Centrafrique : Le Conseil constitutionnel à l’heure du choix, les magistrats sauront-ils tenir bon ?

Rédigé le 26 février 2026 .
Par : la rédaction de Corbeau News Centrafrique, CNC
Le 28 février prochain, le Conseil constitutionnel centrafricain rendra une décision très attendue sur les élections législatives du 28 décembre, une décision qui dira beaucoup sur la santé réelle des institutions du pays.
Depuis le départ de Professeure Danielle Darlan, ancienne présidente réputée pour sa rigueur et son attachement à la Constitution du 30 mars 2016, beaucoup de citoyens regardent le Conseil avec des yeux moins confiants qu’avant. La question de savoir si les nouveaux membres sauront résister aux pressions politiques est désormais sur toutes les lèvres. Ce n’est pas une simple méfiance née du hasard, c’est une inquiétude qui couve depuis longtemps et qui s’est alourdie au fil des mois.

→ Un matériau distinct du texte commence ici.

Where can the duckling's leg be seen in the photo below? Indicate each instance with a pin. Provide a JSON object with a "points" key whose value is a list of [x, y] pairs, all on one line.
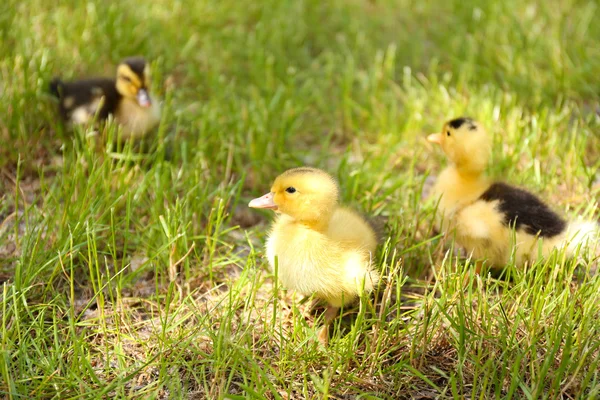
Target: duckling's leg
{"points": [[330, 314]]}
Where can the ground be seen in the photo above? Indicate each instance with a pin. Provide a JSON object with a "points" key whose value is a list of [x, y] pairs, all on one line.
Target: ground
{"points": [[138, 271]]}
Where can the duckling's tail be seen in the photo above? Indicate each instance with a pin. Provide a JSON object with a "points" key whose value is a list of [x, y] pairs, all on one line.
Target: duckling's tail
{"points": [[583, 236], [56, 87]]}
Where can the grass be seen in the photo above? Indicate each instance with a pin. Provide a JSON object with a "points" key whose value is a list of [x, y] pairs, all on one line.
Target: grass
{"points": [[140, 273]]}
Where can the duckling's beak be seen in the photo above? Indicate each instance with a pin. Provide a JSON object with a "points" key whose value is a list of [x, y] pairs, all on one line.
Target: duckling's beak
{"points": [[143, 98], [265, 201], [435, 138]]}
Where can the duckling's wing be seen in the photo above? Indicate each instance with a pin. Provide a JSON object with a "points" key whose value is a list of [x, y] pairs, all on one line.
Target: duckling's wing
{"points": [[524, 210], [479, 221], [348, 226], [82, 100]]}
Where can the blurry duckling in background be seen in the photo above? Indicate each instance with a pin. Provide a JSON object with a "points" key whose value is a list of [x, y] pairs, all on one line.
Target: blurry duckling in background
{"points": [[320, 247], [482, 214], [126, 98]]}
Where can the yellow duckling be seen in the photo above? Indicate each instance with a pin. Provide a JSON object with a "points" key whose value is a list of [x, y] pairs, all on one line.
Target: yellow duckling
{"points": [[320, 247], [482, 214], [126, 98]]}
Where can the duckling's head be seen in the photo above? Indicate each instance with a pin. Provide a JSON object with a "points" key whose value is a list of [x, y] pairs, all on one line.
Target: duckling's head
{"points": [[466, 143], [133, 80], [306, 194]]}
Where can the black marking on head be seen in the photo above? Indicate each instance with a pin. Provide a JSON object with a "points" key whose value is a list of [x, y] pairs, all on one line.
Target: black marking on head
{"points": [[303, 170], [522, 209], [137, 65], [458, 122]]}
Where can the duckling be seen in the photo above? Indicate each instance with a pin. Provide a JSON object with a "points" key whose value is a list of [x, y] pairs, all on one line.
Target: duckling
{"points": [[483, 214], [126, 98], [319, 247]]}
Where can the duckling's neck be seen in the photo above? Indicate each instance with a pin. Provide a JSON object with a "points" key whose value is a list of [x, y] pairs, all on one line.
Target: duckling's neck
{"points": [[459, 186], [319, 225], [468, 174]]}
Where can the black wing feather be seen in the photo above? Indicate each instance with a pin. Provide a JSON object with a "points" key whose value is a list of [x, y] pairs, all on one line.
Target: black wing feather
{"points": [[522, 209]]}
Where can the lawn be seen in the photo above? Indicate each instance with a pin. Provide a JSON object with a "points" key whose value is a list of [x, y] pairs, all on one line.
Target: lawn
{"points": [[138, 271]]}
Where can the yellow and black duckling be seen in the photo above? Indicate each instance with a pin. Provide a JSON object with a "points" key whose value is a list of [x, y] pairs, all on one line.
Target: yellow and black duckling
{"points": [[482, 214], [126, 98], [320, 247]]}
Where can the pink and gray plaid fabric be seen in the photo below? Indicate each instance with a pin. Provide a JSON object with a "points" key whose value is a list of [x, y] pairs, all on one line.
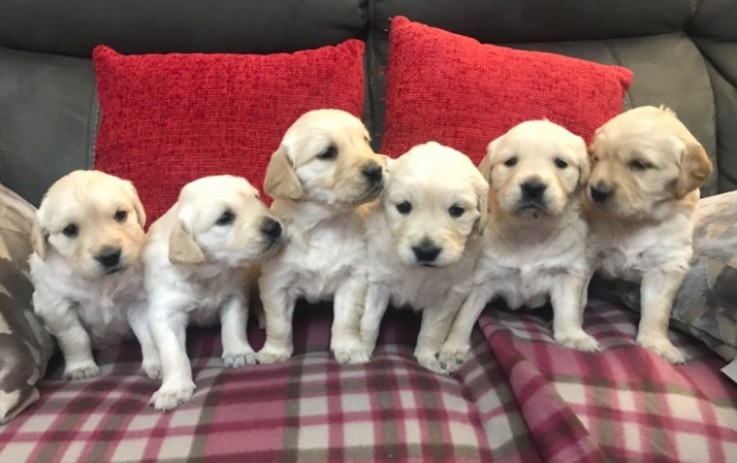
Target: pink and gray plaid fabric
{"points": [[520, 397]]}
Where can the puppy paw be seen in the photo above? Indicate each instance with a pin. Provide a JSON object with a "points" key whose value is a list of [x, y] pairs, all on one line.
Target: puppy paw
{"points": [[82, 370], [169, 396], [452, 357], [236, 360], [663, 347], [579, 341], [270, 354], [350, 352], [152, 369]]}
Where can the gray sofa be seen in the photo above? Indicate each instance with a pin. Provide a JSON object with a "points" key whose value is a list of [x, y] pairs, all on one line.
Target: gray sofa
{"points": [[519, 397]]}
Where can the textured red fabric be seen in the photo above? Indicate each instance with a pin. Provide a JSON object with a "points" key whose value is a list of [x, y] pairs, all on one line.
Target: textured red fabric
{"points": [[169, 119], [450, 88]]}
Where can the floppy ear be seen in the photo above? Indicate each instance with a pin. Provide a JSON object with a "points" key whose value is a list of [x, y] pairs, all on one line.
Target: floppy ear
{"points": [[281, 181], [695, 169], [39, 240], [182, 247]]}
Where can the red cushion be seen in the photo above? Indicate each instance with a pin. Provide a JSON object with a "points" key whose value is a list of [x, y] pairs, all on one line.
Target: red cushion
{"points": [[450, 88], [169, 119]]}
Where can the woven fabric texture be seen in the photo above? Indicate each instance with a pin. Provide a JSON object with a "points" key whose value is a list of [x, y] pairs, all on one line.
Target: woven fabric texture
{"points": [[452, 89], [520, 397], [169, 119]]}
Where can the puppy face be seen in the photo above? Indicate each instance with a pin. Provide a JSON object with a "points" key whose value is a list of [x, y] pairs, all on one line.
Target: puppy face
{"points": [[222, 220], [535, 169], [644, 158], [435, 198], [92, 220], [325, 157]]}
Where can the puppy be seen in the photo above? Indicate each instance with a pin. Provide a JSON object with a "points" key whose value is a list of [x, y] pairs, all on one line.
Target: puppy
{"points": [[534, 246], [643, 189], [197, 260], [323, 170], [87, 269], [423, 240]]}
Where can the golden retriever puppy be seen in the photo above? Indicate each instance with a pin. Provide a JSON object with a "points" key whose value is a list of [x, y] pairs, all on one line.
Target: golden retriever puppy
{"points": [[643, 189], [423, 239], [197, 260], [534, 246], [323, 170], [87, 270]]}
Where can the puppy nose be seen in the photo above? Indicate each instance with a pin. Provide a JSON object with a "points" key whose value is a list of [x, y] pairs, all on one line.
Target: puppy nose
{"points": [[373, 172], [109, 257], [271, 228], [426, 251], [600, 192], [533, 189]]}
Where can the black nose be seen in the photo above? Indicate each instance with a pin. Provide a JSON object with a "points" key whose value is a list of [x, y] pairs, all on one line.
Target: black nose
{"points": [[109, 257], [533, 189], [426, 252], [600, 192], [271, 228], [373, 172]]}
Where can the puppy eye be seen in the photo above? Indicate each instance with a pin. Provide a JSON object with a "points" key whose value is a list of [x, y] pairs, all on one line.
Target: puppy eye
{"points": [[70, 231], [456, 211], [329, 153], [404, 207], [226, 218], [639, 164]]}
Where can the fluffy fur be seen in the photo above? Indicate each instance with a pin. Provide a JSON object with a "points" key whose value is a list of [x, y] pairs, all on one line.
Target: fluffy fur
{"points": [[647, 168], [197, 260], [323, 170], [423, 239], [534, 245], [87, 269]]}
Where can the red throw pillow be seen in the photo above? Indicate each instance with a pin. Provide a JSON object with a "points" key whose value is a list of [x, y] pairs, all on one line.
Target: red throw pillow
{"points": [[169, 119], [450, 88]]}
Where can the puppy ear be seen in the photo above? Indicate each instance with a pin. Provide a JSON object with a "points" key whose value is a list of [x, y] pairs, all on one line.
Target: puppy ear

Au cœur de cette institution siègent six magistrats assermentés, qui ont la capacité réelle d’orienter le verdict final dans un sens ou dans un autre. Leur position est délicate, car ils doivent trancher non pas selon ce qui arrange les puissants, mais selon ce que dit la loi. L’histoire a toujours une manière de rattraper ceux qui ont préféré le confort à la rectitude.
Parmi les dossiers brûlants qui atterriront sur leur table, il y a celui des diplômes. Des faux diplômes. Lors de la précédente législature, une loi avait été votée pour exiger un niveau académique minimum des candidats, ce qui avait déjà semé la pagaille. Aujourd’hui, certains anciens députés jadis épinglés pour absence de diplôme reviennent en brandissant des documents obtenus dans des délais qui laissent perplexes plus d’un observateur.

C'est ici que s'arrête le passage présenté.